OTHER THINGS TO SEE & DO IN MELBOURNE
- Dine on the move aboard the Colonial Tramcar Restaurant – a beautifully restored 1927 tram, which is now a luxury restaurant on tracks. Board the tram for lunch or dinner and enjoy fine cuisine and Australian wine. A unique way to see Melbourne. Bookings are essential.
- The Eureka Skydeck 88 has awe-inspiring views of Melbourne and the surrounding area – stretching 60km to the horizon, from the Southern Hemisphere’s highest viewing platform.
- For that true Melbourne sporting experience, head to the Melbourne Cricket Ground (MCG) or Docklands Stadium to watch an “Aussie Rules” (Australian Football League /AFL) game. Experience the spectacular excitement of the countries unique and favourite sport, where an average match can attract an almost capacity crowd of vocal – yet peaceful – supporters.
- The Moonlight Cinema is Melbourne’s favourite outdoor cinema screening latest release and classic films during the summer months in the beautiful Royal Botanic Gardens. For an entertaining night out pack a picnic and enjoy an outdoor movie on the lawns – it’s like a day in the park, dinner and a movie all in one.
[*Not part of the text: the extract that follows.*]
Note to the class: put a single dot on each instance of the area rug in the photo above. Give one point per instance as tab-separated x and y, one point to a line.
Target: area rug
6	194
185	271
- Visit the Southbank precinct for the home of Melbourne art and culture – the Victorian Arts Centre and the National Gallery of Victoria’s international collection. Federation Square fuses art with architecture while city laneways and precincts showcase the innovation and skill of local artists and designers while any number of theatres, museums and events will introduce you to a new Melbourne.
- A visit to Melbourne would not be complete without visiting the Yarra River. New buildings, walks and parks have been created along its banks including the Riverside Park. For the best view of the Yarra River, take a walk to Princes Bridge, St Kilda Road; take a picnic at one of several spots along its banks or board a cruise along the River from Princes Walk (below Princes Bridge).
- Take a guided tour of The Royal Exhibition Building to discover the history of Melbourne’s most famous landmark and Australia’s first World Heritage-listed building.
- Check out the Queen Victoria Market. More than just a shopping mecca this 19th-century market is a historic landmark, a tourist attraction and an institution for Melburnians. The ‘Queen Vic’ was opened in 1878, but the meat market building (except the Victorian facade) operated from 1866. There is a night market on Wednesday nights (November–March) with entertainment, bars, food outlets, unique arts and crafts, eccentric clothing, masseurs, tarot card readers and more.
- For that essential day or overnight trip from Melbourne, explore the world-famous Great Ocean Road. Winding along Victoria’s western coast this classic coastal journey offers stunning ocean views, beachside activities, laid-back coastal towns and maritime villages. The star attraction is the Twelve Apostles – giant rock stacks that rise majestically from the Southern Ocean and are the central feature of the rugged Port Campbell National Park.